I've had some trouble with a large data.frame. I need to sum each column of groups, if each group column does not have any 0's (complete). I.E. I only want to sum columns of each group that is "complete".
Here is an example of needing to group and sum each column, however, I cannot figure out how to work complete.cases in a dplyr pipeline
df <- data.frame(ca = c("a","b","a","c","b"),
f = c(3,4,0,2,3),
f2 = c(2,5,6,1,9),
f3 = c(3,0,6,3,0))
What the outcome should look like
ca f f2 f3
1 a NA 8 9
2 b 7 14 NA
3 c 2 1 3
This works to sum each group
df2 <- df %>%
arrange(ca) %>%
group_by(ca) %>%
summarize_at(.cols=vars(starts_with("f")),
.funs=funs("sum"))
Here is what I cannot get to work, but it seems like what I should be working towards
df2 <- df %>%
arrange(ca) %>%
group_by(ca) %>%
summarize_(funs_(sum(complete.cases(.),na.rm=T)))
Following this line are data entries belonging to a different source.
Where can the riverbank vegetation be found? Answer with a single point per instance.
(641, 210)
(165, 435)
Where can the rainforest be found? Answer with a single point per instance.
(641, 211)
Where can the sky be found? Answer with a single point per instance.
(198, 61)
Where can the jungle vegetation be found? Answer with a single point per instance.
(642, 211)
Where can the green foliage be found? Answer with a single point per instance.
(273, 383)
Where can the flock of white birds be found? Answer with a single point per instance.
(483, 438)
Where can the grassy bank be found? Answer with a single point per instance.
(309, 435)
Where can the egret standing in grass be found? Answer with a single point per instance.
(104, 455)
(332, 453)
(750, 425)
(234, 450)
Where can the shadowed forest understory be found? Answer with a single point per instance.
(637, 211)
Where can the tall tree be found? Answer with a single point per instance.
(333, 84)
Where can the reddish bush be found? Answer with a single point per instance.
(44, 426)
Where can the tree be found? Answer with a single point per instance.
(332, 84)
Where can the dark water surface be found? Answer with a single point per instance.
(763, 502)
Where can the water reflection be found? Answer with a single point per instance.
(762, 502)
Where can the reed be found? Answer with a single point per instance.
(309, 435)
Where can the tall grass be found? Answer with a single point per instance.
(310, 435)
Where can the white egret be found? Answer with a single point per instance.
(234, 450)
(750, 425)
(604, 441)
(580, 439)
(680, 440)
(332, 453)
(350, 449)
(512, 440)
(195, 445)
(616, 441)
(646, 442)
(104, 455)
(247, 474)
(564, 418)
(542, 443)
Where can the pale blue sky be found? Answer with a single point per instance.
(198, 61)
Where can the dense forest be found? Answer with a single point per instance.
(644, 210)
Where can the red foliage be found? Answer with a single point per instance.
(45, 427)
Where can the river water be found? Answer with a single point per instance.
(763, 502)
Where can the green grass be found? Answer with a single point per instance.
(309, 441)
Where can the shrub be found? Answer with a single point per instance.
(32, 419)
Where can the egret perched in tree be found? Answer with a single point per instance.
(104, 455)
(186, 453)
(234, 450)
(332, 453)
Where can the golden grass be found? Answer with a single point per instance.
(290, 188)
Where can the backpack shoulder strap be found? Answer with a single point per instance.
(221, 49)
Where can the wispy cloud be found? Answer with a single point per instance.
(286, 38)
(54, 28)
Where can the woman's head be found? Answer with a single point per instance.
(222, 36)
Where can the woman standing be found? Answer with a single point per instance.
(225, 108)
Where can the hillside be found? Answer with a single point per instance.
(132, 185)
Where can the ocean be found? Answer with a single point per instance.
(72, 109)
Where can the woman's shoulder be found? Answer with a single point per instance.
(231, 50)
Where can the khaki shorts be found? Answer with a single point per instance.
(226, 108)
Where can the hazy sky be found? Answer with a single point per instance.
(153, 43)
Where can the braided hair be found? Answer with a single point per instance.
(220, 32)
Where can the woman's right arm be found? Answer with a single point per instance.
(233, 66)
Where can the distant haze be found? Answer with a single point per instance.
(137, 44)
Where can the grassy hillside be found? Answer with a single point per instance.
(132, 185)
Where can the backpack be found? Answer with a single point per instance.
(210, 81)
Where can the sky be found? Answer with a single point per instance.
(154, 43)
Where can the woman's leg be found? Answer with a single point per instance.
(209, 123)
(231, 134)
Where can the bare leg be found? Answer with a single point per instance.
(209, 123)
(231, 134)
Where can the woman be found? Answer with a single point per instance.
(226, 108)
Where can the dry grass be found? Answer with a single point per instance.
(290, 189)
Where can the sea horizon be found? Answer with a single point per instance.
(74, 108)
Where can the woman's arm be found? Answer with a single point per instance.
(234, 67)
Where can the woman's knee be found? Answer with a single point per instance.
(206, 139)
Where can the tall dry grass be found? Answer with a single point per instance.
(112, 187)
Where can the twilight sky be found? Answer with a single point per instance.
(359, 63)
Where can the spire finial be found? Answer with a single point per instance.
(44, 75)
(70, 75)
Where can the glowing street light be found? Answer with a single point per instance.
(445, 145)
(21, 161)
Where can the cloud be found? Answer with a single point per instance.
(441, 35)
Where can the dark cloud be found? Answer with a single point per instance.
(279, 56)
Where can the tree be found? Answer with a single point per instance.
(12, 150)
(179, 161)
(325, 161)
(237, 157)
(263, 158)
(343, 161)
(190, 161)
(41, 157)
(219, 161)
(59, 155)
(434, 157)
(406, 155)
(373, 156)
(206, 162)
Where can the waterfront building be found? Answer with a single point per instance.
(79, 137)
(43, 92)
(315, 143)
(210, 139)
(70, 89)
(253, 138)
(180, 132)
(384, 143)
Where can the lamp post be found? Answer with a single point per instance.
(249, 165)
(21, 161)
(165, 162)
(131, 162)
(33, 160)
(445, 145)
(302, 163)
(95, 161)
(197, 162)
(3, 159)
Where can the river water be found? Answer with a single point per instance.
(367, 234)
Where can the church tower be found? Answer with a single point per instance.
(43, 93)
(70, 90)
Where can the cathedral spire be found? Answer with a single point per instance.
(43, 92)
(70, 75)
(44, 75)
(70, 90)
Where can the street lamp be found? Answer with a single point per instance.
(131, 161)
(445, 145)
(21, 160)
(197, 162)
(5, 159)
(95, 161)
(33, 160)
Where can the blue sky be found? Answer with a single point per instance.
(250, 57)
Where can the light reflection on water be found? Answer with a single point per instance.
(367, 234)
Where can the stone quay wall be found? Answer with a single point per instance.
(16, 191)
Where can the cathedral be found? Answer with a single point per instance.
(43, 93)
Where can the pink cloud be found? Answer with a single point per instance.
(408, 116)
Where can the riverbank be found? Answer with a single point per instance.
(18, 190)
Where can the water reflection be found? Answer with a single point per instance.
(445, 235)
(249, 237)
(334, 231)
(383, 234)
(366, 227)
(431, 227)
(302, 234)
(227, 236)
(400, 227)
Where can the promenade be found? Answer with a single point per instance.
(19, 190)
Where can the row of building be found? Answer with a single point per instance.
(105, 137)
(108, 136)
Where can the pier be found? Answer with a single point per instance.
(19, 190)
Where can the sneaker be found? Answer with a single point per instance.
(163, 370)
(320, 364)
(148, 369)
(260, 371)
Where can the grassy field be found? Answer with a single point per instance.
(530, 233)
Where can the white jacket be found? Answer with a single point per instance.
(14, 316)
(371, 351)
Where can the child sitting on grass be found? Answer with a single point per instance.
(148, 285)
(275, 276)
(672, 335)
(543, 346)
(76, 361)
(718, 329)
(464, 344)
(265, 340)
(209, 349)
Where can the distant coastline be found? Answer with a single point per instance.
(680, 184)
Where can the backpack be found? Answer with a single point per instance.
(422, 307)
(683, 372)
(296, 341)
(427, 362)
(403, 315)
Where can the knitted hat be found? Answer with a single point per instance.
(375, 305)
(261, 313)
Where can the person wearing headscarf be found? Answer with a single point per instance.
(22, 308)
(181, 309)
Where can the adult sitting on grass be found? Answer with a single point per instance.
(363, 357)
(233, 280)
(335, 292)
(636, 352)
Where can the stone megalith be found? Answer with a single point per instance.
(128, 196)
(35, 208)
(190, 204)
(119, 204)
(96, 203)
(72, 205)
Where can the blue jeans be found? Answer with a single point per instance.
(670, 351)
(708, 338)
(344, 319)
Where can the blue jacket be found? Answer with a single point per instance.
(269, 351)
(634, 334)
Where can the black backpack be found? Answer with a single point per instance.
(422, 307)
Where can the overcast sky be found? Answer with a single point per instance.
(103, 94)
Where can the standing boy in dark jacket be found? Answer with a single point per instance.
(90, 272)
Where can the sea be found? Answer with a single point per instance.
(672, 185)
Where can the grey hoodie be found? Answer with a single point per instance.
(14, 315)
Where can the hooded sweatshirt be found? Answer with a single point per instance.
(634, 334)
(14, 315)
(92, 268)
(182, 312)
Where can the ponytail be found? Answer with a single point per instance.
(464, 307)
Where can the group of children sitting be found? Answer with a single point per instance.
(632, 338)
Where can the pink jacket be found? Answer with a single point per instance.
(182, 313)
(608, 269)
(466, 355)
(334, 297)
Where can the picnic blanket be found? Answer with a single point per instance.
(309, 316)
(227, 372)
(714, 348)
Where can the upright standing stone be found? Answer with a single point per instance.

Maybe I need a summarize_if, any help would be greatly appreciated.
If one column is grouped, the *_all functions will operate on all the non-grouping columns. You can use na_if to insert NAs for a particular value, which makes the whole process fairly simple:
df %>% mutate_all(funs(na_if(., 0L))) %>%
group_by(ca) %>%
summarise_all(sum)
## # A tibble: 3 × 4
## ca f f2 f3
## <fctr> <dbl> <dbl> <dbl>
## 1 a NA 8 9
## 2 b 7 14 NA
## 3 c 2 1 3
or combine the two calls, if you like:
df %>% group_by(ca) %>% summarise_all(funs(sum(na_if(., 0L))))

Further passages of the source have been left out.